If you happen to be one of those people who doubt that the game has changed all that much in the past decade or two, just consider the role reversal of the two tours. It used to be said that all the women seemed to play the same way, but now it’s the top men who have largely created a template for success. While it’s true that the women are loaded at the top (with Serena Williams, Maria Sharapova, and Victoria Azarenka), they can’t hold a candle to the men in terms of overall superiority. The women have more formidable, proven contenders than do their male counterparts.
Li Na, Agnieszka Radwanska, Petra Kvitova, Sara Errani, Caroline Wozniacki, Jelena Jankovic, Bartoli (who declared for retirement shortly after she won Wimbledon, much to everyone’s surprise), Lisicki, Ana Ivanovic, Sam Stosur, and Svetlana Kuznetsova are all Grand Slam champions or finalists in the WTA Top 25. Counting the Top 3, the WTA fielded 14 proven contenders in the Top 25 in 2013.
Now, let’s compare the men: The top seven men all have played major finals, as has No. 10 Jo-Wilfried Tsonga. But that’s it. Nobody ranked between 11 and 25 has made the breakthrough.
You can put that down to the “golden age.” You can come up with half-baked theories about the WTA having more volatile drama queens and head cases. But you can also look at it another way: The women have so many more dangerous players because they represent a much broader spectrum of playing styles. The difference between Nadal and, say, Berdych simply isn’t nearly as profound as the contrast presented by Serena and Errani. And you can take the comparisons down the line.
But the real 800-pound gorilla in this room isn’t style, per se—it’s the thing that makes stylistic variety and problem solving possible. And that’s surface. The dramatic slowing of the surfaces has imposed a kind of realpolitik on men’s tennis. You need not apply unless you’re a beast with great defense and an aggressive, baseline game. The greatest beneficiary of this has been Djokovic, although Nadal, Murray, Ferrer, and even del Potro have also reaped the rewards.

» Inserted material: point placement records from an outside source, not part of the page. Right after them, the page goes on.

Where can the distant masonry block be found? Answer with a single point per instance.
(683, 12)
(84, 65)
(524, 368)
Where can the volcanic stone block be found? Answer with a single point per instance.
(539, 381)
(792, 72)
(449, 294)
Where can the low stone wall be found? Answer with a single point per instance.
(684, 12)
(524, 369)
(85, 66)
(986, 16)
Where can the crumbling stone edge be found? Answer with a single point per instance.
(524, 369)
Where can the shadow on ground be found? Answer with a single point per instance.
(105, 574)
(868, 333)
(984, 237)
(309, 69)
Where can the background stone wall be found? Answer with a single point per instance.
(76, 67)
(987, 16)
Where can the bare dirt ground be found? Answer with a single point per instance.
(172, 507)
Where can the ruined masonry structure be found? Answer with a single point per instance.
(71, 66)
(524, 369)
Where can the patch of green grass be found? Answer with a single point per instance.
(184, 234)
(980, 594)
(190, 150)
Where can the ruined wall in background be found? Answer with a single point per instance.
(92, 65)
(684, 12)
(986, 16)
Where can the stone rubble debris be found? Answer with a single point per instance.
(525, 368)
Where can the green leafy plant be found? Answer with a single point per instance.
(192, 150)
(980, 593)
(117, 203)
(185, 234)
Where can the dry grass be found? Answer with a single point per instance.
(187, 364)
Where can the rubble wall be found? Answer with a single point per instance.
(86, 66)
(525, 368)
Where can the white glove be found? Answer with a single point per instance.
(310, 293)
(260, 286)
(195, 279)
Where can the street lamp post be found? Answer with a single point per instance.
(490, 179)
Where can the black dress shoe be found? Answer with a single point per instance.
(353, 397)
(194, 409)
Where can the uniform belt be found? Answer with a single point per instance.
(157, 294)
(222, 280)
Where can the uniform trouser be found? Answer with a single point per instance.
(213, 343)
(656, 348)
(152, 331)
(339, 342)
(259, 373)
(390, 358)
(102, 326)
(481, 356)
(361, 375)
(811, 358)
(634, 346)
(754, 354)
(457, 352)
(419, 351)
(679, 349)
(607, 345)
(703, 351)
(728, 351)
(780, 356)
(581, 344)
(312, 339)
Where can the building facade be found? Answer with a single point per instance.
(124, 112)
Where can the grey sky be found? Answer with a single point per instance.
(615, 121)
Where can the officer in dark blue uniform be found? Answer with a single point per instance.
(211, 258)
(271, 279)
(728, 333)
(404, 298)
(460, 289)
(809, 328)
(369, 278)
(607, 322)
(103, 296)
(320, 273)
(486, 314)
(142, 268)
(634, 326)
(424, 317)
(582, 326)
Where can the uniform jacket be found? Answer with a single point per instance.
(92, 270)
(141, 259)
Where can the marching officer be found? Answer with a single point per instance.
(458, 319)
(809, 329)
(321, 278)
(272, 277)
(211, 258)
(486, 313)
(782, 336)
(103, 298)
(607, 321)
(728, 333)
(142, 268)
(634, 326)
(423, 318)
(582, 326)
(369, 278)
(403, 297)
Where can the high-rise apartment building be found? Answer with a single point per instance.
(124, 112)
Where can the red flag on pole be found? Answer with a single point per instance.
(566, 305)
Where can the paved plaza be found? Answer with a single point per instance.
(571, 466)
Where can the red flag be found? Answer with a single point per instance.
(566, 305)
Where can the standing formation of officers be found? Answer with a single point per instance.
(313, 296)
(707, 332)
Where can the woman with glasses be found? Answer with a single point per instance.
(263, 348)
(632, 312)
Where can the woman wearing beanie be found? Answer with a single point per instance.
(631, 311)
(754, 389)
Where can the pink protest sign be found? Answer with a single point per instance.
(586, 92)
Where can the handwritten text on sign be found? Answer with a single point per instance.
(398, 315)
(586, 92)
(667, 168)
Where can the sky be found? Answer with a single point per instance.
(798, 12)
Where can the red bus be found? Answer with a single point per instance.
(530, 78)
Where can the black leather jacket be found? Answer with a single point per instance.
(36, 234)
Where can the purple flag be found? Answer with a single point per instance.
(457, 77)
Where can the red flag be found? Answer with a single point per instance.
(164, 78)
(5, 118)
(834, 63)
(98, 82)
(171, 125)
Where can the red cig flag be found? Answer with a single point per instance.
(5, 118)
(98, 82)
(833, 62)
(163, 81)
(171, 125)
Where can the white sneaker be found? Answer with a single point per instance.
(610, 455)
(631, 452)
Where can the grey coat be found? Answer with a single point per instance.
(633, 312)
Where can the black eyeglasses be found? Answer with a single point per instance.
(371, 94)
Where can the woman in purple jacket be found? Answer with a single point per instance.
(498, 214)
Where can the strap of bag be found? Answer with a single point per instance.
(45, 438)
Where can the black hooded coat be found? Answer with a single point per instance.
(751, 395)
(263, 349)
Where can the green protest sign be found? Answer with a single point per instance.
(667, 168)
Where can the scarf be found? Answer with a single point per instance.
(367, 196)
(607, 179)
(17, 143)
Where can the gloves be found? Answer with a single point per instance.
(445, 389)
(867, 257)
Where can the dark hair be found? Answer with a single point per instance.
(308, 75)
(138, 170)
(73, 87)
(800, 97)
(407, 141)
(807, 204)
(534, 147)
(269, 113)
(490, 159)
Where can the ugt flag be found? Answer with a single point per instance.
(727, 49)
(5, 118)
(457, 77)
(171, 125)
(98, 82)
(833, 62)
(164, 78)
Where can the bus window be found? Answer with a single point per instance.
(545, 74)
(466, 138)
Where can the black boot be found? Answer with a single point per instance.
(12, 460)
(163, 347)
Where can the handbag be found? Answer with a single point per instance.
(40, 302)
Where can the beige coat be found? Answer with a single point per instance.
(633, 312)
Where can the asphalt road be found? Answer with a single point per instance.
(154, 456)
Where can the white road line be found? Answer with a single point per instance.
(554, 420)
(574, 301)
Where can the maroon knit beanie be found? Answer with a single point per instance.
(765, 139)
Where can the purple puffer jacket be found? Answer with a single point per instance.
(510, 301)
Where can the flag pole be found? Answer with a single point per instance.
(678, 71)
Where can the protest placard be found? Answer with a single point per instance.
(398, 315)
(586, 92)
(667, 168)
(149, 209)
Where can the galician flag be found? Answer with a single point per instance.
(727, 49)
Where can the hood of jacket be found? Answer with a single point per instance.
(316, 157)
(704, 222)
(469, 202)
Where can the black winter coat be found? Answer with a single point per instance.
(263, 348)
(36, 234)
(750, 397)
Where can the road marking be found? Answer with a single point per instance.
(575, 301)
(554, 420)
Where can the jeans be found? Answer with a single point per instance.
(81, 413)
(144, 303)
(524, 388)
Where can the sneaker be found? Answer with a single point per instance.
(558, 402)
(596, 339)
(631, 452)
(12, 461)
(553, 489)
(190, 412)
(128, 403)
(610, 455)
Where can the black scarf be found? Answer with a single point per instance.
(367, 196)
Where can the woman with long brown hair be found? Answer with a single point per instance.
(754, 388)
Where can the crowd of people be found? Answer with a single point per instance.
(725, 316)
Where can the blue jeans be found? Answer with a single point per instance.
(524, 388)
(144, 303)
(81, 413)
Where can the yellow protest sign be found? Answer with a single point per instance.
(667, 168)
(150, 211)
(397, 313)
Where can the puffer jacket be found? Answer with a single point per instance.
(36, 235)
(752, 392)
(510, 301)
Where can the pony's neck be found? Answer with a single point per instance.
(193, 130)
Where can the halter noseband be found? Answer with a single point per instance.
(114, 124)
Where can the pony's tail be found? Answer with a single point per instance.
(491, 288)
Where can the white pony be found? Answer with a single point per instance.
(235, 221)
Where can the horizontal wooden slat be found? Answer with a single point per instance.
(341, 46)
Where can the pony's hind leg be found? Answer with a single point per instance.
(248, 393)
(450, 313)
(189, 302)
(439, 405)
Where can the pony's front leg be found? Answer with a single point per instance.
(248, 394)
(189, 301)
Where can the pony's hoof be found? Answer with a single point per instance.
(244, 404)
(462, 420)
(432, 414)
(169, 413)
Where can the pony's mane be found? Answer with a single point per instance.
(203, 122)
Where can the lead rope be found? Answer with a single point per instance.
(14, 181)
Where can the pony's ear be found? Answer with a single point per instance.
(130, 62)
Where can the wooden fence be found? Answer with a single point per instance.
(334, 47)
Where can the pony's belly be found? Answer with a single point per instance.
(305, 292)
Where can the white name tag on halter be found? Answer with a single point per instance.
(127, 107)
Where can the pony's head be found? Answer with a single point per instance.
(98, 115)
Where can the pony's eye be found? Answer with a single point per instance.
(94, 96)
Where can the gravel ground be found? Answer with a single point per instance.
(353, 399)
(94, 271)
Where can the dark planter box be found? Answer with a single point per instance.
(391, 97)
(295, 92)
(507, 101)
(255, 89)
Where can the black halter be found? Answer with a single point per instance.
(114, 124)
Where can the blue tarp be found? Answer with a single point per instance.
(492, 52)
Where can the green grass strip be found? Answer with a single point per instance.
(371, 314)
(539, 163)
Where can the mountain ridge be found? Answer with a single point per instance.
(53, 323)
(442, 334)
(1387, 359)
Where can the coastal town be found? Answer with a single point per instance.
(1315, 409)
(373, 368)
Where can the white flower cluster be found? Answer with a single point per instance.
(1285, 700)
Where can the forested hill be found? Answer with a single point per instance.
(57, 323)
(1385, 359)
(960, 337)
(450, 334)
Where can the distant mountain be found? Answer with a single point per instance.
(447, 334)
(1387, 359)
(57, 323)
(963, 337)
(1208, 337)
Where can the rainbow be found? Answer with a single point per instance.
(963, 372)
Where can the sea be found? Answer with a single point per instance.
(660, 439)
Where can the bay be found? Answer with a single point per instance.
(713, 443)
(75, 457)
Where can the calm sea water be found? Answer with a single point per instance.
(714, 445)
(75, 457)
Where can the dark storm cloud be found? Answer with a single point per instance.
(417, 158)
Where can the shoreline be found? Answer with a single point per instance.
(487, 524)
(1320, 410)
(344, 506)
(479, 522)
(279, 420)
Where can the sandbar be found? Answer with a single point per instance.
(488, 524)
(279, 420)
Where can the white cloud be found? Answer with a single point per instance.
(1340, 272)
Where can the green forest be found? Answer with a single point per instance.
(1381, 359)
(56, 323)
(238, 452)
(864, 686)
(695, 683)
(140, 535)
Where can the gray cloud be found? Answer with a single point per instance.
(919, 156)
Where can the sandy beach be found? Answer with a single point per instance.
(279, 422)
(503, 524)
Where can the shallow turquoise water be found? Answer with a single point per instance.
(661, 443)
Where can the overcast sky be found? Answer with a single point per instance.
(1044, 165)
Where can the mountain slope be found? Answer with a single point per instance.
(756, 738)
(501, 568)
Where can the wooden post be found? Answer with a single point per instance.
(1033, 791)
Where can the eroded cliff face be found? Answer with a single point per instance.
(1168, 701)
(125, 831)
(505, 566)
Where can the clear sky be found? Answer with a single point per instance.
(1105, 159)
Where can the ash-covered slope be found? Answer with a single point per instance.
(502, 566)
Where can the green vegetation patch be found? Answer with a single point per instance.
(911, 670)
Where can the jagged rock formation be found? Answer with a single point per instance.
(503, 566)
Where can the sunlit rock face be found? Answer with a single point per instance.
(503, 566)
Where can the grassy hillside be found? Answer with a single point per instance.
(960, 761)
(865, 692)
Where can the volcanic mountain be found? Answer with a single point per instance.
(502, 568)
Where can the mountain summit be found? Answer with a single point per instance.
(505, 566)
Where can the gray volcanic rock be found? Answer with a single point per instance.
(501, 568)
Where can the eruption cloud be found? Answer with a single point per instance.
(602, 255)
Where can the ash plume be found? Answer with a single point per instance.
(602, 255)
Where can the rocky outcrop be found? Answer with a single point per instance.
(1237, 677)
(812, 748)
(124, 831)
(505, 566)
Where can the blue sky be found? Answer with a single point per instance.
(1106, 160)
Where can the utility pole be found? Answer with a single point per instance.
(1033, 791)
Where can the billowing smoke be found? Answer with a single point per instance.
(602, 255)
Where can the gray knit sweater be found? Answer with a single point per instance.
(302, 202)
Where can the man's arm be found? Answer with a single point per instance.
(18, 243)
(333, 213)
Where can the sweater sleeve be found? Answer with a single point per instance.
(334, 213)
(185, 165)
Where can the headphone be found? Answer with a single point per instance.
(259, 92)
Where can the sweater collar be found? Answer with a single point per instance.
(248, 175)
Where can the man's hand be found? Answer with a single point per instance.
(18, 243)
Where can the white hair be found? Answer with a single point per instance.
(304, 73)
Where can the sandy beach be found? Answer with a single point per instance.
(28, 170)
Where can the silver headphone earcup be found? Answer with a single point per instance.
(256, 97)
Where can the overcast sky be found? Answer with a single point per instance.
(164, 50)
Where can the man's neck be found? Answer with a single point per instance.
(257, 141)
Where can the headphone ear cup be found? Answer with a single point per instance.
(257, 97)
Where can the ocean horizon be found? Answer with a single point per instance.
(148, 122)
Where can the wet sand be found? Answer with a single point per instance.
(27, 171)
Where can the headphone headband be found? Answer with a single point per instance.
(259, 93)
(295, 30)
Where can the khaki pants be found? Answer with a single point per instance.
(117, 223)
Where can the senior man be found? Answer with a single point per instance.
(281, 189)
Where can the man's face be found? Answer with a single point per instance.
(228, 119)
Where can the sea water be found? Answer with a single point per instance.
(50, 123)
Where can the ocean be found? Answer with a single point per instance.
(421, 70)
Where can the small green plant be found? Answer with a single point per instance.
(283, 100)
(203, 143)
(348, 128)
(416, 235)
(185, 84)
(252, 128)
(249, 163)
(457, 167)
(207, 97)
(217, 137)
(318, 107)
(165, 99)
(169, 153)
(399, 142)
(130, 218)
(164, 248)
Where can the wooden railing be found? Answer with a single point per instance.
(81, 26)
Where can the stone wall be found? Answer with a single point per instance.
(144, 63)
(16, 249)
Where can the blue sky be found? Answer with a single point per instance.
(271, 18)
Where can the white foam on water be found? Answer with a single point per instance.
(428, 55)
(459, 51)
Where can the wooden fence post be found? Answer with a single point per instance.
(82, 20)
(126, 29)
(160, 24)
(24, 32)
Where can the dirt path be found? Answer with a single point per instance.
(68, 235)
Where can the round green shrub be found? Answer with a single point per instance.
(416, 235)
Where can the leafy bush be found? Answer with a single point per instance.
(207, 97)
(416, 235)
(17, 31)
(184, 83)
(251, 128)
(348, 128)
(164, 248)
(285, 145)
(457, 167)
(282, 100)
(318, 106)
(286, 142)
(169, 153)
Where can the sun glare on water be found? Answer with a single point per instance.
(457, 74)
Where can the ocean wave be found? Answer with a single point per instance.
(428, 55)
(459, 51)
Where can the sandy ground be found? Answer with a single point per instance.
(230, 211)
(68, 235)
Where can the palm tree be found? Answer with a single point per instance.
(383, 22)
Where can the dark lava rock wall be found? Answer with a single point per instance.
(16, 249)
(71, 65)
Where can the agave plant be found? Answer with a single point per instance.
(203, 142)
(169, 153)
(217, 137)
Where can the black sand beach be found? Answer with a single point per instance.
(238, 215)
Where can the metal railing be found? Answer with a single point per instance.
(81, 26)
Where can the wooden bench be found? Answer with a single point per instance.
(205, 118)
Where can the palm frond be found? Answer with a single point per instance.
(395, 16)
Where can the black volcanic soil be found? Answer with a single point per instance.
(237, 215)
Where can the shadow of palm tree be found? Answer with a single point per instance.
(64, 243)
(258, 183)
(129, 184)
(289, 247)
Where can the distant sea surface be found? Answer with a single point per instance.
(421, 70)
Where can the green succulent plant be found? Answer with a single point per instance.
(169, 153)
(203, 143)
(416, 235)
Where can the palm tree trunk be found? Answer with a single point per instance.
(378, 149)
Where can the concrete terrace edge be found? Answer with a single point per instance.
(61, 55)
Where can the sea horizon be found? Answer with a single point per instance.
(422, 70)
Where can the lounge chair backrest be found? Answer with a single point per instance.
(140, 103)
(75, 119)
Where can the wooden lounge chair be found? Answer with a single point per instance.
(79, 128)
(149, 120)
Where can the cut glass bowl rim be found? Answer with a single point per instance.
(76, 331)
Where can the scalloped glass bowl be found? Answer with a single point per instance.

Those men are tailor-made for the kinds of surfaces that have come to dominate the calendar. You could say that the surface and height-of-bounce issues have created a truly level playing field, and we now have a much more accurate—and fair—standard for judging skill, talent, and fitness. But do we really want that? After all, the challenge to win on different surfaces was always considered a valuable, unique feature that made the game more exciting.
It still does. Except it does so on the WTA tour.
I don’t want to oversell the idea here. It isn’t as if the women are serving-and-volleying like crazy, or radically changing their games to suit the surface. But the reality is that surface has never played the same role in the two branches of the pro game, and that’s been borne out in the results. I’m not even sure that what we mean by “style” isn’t just as much about what the player projects as what tactical choices he or she makes. And in the end it probably doesn’t matter all that much.
The bottom line seems to be that the men are slaves to surface far more than are the women, which is why their game has become more predictable and, perhaps, less interesting.